Scotland's housing '˜crisis' hitting young, finds report
Shelter Scotland said a “terrible shortage” of affordable homes combined with welfare reforms and stagnant wages is pushing more people to the brink of homelessness.
The housing charity said it had helped more than 21,000 people in the past year, with one household in Scotland becoming homeless every 19 minutes on average.
The report led to calls for a national housebuilding strategy to provide more homes for those struggling to get on the property ladder.
Shelter said the top issues facing those in need were the struggle to afford housing costs, housing conditions and issues with landlords.
Almost half (46 per cent) of people needing help were private renters, despite the sector making up only 14 per cent of homes in Scotland.
Young people aged between 16 and 34 also made up almost half (46 per cent) of those who sought advice.
A similar percentage (44 per cent) needed help keeping their home, while 29 per cent of people who approached the charity wanted assistance to find a home, including advice on homelessness.

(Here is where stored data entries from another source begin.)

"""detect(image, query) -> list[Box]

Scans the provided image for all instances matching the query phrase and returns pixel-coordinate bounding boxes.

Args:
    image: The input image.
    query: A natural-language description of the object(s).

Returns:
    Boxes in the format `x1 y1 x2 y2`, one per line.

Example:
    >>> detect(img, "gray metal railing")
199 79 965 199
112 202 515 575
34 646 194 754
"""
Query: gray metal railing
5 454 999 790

More than 1,000 people who were already homeless came to the charity for help.
Deputy director Alison Watson said: “This report shows the disproportionate impact of Scotland’s housing crisis on young people and private renters who are both over-represented in the number of people we helped.

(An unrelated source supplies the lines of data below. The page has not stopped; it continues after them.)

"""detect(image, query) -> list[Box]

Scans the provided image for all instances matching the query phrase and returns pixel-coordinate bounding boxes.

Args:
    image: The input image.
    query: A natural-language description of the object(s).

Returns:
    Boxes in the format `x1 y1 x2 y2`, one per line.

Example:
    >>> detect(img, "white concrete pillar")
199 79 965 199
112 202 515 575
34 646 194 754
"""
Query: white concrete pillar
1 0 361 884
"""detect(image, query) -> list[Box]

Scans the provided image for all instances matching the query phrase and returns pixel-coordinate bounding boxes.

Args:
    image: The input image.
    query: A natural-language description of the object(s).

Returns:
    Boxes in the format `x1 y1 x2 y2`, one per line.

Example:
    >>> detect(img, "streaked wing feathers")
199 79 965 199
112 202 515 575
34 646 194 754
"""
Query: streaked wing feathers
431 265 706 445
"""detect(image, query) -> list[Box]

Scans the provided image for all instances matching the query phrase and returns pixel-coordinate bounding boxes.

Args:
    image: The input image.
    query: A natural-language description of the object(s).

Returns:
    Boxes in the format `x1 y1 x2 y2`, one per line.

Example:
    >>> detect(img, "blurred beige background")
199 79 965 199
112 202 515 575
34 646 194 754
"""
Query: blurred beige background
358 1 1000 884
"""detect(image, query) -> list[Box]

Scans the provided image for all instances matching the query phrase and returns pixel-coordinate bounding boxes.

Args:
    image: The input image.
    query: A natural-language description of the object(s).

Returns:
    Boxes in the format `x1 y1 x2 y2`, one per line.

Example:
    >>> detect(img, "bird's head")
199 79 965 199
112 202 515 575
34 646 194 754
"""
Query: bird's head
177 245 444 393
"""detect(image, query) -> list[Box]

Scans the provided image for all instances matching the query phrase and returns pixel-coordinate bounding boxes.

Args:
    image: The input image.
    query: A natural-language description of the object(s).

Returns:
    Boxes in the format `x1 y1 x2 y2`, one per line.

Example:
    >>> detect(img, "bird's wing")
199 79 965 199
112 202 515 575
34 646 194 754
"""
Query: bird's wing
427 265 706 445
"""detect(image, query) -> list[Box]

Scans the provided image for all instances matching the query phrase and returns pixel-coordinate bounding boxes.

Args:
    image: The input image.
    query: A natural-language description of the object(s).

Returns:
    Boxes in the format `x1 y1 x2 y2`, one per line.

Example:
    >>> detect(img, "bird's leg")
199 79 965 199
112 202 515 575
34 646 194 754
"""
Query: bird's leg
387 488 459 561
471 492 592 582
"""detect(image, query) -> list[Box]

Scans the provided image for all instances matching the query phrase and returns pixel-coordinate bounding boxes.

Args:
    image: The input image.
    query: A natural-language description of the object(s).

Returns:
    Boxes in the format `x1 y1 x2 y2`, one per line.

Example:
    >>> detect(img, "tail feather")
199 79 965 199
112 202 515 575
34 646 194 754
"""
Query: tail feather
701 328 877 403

“The terrible shortage of truly affordable homes, harsh welfare reforms, stagnant wages and the high cost of keeping a roof over their head are the main reasons driving people to ask for help.

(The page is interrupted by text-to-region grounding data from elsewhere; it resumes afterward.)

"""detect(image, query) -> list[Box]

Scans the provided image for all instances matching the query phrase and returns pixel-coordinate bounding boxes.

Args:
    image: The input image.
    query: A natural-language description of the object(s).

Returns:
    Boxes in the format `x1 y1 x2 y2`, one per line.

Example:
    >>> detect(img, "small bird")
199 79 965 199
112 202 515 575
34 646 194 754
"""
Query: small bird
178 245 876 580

“Struggling to afford or pay housing costs is the biggest presenting problem people have when coming to us for help.”
She added: “The statistics speak for themselves – on average, a household in Scotland becomes homeless every 19 minutes. We are seeing more reports of rough sleepers dying on our city streets.
“Unknown numbers are sofa surfing with friends and families as they don’t have, or cannot afford, a home of their own. Our teams were contacted by more than 1,000 households who were already homeless.
“Behind those statistics are people, families, individuals – people on low incomes, people with complex needs, people in crisis – some of the most vulnerable people in our society.”
Earlier this year, Edinburgh was identified as the most expensive place to rent in Scotland, with figures suggesting costs are set to soar by 20 per cent in the next five years.